Trump pardons Silk Road website founder with North Texas ties

 

The Silk Road website founder and UT-Dallas alumnus had been serving a life sentence in connection with his role with the underground website used for selling drugs.

DALLAS — A University of Texas at Dallas alumnus and founder of Silk Road, an underground website used for selling drugs, was pardoned by President Donald Trump this week.

Ross Ulbricht was sentenced to life in prison in 2015 after a high-profile trial.

Trump announced he was pardoning Ulbricht on Tuesday on his social media website Truth Social and said he’d spoken with Ulbricht’s mother during his first full day in office.

“It was my pleasure to have just signed a full and unconditional pardon of her son, Ross,” Trump’s post read. “The scum that worked to convict him were some of the same lunatics who were involved in the modern day weaponization of government against me.”

Trump called Ulbricht’s prison sentence “ridiculous.”

The Associated Press reported Trump promised help for Ulbricht during a Libertarian Party convention last May. Libertarian activists, who oppose drug criminalization policies, reportedly believe federal officials overreached in their case against Ulbricht.

The news of Ulbricht’s pardon came after Trump pardoned or commuted the sentences of all 1,500-plus people charged with crimes from the Jan. 6, 2021 Capitol riot.

Ulbricht created the Silk Road website in January 2011, and owned and operated it using the moniker “Dread Pirate Roberts” until it was shut down by law enforcement in October 2013, according to federal officials.

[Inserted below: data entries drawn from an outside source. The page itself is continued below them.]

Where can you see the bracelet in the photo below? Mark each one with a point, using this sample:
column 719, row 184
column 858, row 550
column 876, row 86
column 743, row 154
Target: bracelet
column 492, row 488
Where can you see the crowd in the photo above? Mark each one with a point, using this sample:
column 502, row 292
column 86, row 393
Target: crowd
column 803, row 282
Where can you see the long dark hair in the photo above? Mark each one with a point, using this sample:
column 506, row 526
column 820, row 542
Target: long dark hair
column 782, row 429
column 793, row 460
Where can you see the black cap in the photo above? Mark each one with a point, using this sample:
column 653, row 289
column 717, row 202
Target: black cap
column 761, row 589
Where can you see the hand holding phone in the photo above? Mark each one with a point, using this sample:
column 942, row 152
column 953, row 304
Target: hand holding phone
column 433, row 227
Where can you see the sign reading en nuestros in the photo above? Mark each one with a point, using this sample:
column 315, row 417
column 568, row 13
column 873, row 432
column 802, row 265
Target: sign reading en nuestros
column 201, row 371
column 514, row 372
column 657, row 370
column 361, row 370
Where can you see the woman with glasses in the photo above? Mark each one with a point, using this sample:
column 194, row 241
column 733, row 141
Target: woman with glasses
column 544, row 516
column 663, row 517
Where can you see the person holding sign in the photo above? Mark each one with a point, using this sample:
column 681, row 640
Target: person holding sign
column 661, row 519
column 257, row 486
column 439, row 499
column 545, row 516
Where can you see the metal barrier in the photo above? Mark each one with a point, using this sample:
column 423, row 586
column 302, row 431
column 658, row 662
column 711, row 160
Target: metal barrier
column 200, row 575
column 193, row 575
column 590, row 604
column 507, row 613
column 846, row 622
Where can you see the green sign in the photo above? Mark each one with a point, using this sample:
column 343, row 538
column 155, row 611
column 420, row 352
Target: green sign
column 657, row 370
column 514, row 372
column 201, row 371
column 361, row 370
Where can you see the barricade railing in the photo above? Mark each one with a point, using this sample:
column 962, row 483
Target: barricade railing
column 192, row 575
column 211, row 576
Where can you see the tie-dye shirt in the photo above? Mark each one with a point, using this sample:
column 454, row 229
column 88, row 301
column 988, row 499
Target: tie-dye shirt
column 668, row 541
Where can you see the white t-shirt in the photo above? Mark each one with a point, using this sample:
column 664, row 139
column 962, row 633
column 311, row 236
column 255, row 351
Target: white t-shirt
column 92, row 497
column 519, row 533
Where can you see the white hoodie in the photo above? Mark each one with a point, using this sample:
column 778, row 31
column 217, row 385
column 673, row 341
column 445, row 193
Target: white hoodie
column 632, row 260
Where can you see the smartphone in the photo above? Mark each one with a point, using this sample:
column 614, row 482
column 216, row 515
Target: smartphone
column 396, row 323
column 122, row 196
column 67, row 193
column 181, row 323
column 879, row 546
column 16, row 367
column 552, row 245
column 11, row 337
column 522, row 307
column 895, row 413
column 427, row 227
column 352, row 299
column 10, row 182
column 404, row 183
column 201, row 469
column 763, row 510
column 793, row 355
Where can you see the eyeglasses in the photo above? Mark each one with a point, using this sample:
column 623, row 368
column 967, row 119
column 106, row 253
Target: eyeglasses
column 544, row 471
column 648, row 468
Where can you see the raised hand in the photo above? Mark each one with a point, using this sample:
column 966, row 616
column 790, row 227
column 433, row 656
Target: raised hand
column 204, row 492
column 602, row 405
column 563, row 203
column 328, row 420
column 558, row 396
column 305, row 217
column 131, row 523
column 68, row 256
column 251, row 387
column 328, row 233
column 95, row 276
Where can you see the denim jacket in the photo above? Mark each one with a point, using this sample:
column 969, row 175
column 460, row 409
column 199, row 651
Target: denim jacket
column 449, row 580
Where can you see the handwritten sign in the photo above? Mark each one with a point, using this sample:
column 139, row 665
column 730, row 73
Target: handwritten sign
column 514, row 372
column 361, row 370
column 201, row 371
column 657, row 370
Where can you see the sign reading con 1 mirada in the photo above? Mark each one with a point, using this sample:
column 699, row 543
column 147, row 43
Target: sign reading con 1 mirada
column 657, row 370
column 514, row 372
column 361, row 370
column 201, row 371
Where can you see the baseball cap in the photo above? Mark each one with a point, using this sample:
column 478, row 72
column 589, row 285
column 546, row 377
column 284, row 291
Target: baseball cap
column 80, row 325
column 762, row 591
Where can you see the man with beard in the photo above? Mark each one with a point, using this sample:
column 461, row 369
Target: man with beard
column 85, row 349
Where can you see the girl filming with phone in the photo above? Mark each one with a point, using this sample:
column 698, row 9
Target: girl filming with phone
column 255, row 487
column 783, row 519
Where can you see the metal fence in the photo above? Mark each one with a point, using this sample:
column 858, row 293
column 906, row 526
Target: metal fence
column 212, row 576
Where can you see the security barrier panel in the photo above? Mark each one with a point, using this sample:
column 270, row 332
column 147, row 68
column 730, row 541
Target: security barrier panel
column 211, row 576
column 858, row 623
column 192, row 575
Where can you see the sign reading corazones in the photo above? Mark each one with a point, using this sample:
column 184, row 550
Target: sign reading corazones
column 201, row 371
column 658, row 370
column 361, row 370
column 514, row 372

“Silk Road emerged as the most sophisticated and extensive criminal marketplace on the Internet, serving as a sprawling black-market bazaar where unlawful goods and services, including illegal drugs of virtually all varieties, were bought and sold regularly by the site’s users,” a 2015 press release from federal officials read. “While in operation, Silk Road was used by thousands of drug dealers and other unlawful vendors to distribute hundreds of kilograms of illegal drugs and other unlawful goods and services to more than 100,000 buyers, and to launder hundreds of millions of dollars deriving from these unlawful transactions.”

Prosecutors also alleged drugs sold on the website were connected to at least six overdose deaths worldwide.

Following a four-day trial, Ulbricht was convicted of seven charges, including distributing narcotics, distributing narcotics by means of the Internet, conspiring to distribute narcotics, engaging in a continuing criminal enterprise, conspiring to commit computer hacking, conspiring to traffic in false identity documents, and conspiring to commit money laundering.